Fearing arrest, Samuels declined World Cup offerBy IANS
Tuesday, March 1, 2011
NEW DELHI - Controversial West Indies batsman Marlon Samuels apparently rejected an offer to play in the World Cup as a replacement for injured Dwayne Bravo fearing that police officials might arrest him here over charges of match-fixing.
Noted commentator and columnist Tony Cozier wrote in Trinidad Express that the 30-year-old Jamaican, who is coming out of a two-year ban on charges of match fixing, was in good form and was West Indies Cricket Board’s (WICB) first choice replacement. But fearing arrests in India, Samuels declined the offer and Guyana leg-spinner Davendra Bishoo was selected as Bravo’s substitute.
Samuels returned to regional cricket for Jamaica in October and since then he has been the leading scorer in the Caribbean Twenty20 tournament in January and also tops the current four-day tournament batting.
He began the season with an unbeaten 250 against Guyana and has followed with hundreds against Barbados and against the Leeward Islands in the current season.
WICB corporate communications officer Imran Khan would neither confirm nor deny the report.
“All I can state what is already known, that Davendra Bishoo has been chosen as Dwayne Bravo’s replacement,” Khan was quoted as saying by the daily.
Clyde Butts, chairman of the West Indies selection panel also declined to comment on the matter.
Samuels was banned by the International Cricket Council (ICC) for two years in May 2006 for passing information on to an Indian bookmaker during an ODI in Nagpur. The evidence was supplied by the Delhi police through taped telephone conversations during a West Indies ODI series in India in 2007.

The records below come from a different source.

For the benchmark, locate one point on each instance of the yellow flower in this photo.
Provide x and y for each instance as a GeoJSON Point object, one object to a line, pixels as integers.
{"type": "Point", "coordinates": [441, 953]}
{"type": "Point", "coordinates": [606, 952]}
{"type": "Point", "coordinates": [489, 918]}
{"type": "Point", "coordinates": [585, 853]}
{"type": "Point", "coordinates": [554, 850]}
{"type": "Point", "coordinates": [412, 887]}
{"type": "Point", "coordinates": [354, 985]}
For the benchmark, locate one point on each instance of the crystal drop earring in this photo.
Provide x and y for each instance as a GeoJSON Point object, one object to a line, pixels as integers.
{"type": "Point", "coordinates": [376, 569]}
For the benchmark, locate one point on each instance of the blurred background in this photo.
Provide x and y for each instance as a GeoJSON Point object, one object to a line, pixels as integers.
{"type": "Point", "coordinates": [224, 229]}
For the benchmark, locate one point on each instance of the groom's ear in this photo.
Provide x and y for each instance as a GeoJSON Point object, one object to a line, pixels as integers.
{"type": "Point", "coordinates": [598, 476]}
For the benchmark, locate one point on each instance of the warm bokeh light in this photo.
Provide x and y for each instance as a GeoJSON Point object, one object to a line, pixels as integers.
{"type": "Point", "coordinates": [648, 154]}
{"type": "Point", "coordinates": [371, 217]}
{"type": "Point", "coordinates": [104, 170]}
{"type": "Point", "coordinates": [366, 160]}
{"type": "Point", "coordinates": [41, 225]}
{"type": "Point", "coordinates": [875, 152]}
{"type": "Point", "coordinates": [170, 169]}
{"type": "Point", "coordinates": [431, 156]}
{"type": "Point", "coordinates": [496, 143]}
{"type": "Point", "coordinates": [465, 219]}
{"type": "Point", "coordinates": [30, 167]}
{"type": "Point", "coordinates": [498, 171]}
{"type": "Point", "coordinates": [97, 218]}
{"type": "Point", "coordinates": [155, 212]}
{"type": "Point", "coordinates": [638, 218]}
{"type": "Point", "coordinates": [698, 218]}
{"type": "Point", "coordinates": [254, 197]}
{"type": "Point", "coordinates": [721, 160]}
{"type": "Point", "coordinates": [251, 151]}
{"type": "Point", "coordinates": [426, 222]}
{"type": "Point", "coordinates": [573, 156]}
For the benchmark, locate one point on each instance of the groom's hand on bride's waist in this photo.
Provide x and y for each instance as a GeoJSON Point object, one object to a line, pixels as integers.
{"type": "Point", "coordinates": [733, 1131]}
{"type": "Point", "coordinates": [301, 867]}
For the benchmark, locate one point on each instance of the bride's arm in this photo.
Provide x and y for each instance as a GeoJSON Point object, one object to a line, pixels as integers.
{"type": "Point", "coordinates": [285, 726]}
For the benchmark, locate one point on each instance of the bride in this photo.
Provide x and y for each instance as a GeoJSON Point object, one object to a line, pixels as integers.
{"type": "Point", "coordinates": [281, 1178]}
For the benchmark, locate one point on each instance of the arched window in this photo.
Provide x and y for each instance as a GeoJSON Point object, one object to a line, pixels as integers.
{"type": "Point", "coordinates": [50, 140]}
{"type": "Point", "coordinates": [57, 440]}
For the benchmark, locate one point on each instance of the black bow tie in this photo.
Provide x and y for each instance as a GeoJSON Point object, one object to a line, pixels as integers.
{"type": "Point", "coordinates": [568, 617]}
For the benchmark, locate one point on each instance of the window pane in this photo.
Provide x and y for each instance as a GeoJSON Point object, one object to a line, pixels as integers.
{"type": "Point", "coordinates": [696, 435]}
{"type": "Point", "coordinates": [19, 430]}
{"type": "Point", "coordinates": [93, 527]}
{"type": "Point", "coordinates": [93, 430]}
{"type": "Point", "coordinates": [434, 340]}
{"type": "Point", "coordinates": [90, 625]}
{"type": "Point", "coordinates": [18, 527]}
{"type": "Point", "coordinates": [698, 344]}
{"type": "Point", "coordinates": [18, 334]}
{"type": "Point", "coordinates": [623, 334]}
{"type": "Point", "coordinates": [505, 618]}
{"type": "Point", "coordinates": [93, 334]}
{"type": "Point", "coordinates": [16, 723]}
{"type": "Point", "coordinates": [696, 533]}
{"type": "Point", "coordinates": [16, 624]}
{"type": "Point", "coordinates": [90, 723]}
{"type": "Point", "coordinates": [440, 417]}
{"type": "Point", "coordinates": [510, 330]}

Cozier wrote that Samuel’s decision has now placed that hope in doubt, especially since the West Indies are scheduled for a tour of India in November and December.
Samuels has taken the same course as that of South African players Herschelle Gibbs and Nicky Boje who were both implicated in the match-fixing scandal that led to a life ban for the late captain, Hansie Cronje.
They chose not to return to India, for fear of arrest, until they were given assurances by the Indian police prior to their return for the 2006 Champions Trophy.